Diversifying the Face of Esports
Ruberg and Cullen applied for the award to support their efforts to better diversify livestreaming at the Esports Arena. In the application, Ruberg argues that livestreamers are the “faces of video games” at UCI, so she and Cullen hope to “promote a broader culture of diversity around video games” by developing “resources for women, LGBTQ folks and people of color who livestream.” They plan to study factors contributing to the lack of diversity in livestreaming at the Esports Arena and, based on the study’s findings, organize events that promote inclusivity in livestreaming.
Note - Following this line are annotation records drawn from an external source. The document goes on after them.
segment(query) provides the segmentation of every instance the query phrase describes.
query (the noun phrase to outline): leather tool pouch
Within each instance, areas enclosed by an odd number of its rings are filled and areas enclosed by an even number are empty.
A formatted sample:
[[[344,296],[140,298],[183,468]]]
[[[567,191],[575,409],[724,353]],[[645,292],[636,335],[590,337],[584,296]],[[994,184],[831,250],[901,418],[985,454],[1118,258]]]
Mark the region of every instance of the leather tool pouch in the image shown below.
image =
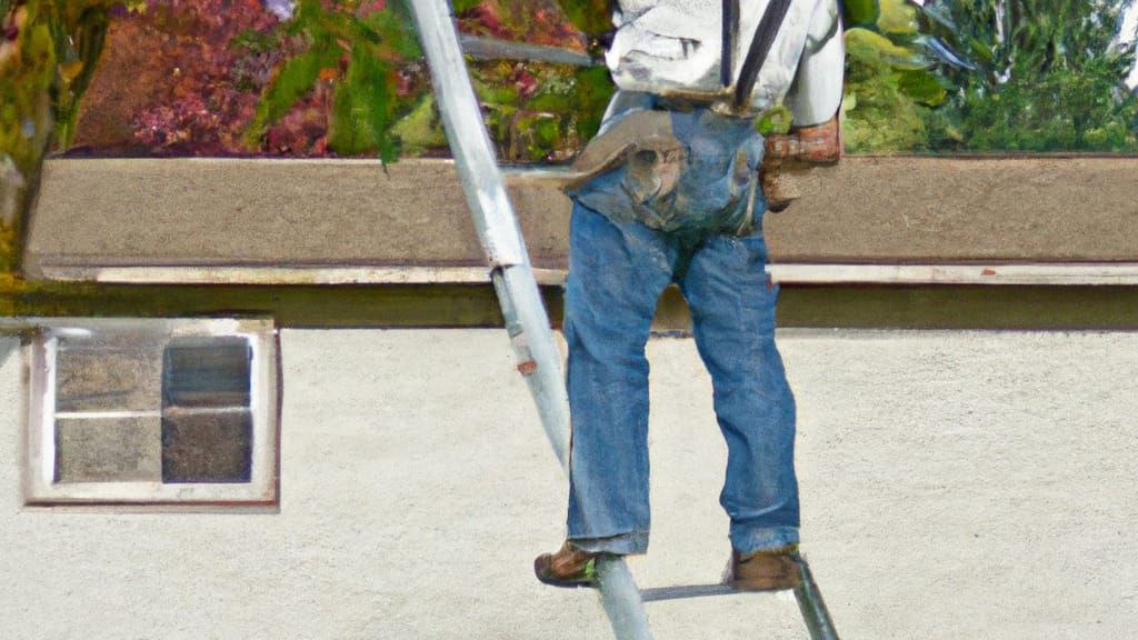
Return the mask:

Ruberg concludes the award application by saying that “with the help of the Office of Inclusive Excellence and the Inclusive Excellence Spirit Award, we have the opportunity to enact real and immediate change as the presence of competitive gaming at our institution grows.”
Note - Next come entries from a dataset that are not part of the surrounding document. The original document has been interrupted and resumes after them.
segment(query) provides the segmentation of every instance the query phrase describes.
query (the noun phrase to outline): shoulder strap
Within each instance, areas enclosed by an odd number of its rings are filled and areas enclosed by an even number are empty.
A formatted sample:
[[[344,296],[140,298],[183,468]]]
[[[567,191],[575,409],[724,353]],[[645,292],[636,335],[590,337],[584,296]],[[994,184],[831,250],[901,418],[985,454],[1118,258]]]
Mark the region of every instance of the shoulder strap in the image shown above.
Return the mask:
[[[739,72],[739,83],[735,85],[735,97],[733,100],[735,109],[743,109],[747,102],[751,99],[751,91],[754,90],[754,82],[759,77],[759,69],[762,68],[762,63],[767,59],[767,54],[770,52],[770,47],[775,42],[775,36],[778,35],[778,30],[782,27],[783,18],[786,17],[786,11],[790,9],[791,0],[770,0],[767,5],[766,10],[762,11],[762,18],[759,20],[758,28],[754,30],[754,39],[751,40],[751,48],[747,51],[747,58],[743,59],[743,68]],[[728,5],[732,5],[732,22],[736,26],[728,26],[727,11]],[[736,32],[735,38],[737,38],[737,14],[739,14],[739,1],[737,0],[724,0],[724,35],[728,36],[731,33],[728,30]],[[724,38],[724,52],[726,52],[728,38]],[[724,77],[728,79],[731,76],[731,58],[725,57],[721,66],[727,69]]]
Promoting Intersectional Feminism
Funding from the second award will cover the speaking fee to bring Samhita Mukhopadhyay to a media-sharing event being held Thursday, Jan. 18, at 5:30 p.m. in the Student Center. The event is aimed at exposing the UCI student body to inspirational feminist media curated by the leaders of the Feminist Illuminati group here on campus. The group’s leaders, Rosenstock and Wood, worked with Trammell to apply for the award. Trammell notes, “As their faculty advisor, I saw the opportunity to help them fund an awesome event. I view supporting community outreach as a necessary part of my feminist research and practice.”
Rosenstock and Wood have been working with the UCI Langson Library to develop an exhibit focused on intersectional feminism, which they define as “an emancipatory network of ideas, people, and movements aimed at dismantling intersecting oppressive systems of gender, class, race, sexuality, nationality, ability, religion, and privilege more broadly.” Two of Mukhopadhyay’s works are included in the exhibit — Outdated and Nasty Women: Feminism, Resistance, and Revolution in Trump’s America — and Mukhopadhyay will help promote the exhibit by speaking about how print and online media can engage young people in feminist activism. The goal is to encourage students to support and join the Feminist Illuminati, which is “devoted to sustaining UC Irvine’s reputation as a diverse campus by being an outspoken and visible voice for feminism and the politics of inclusion on campus.”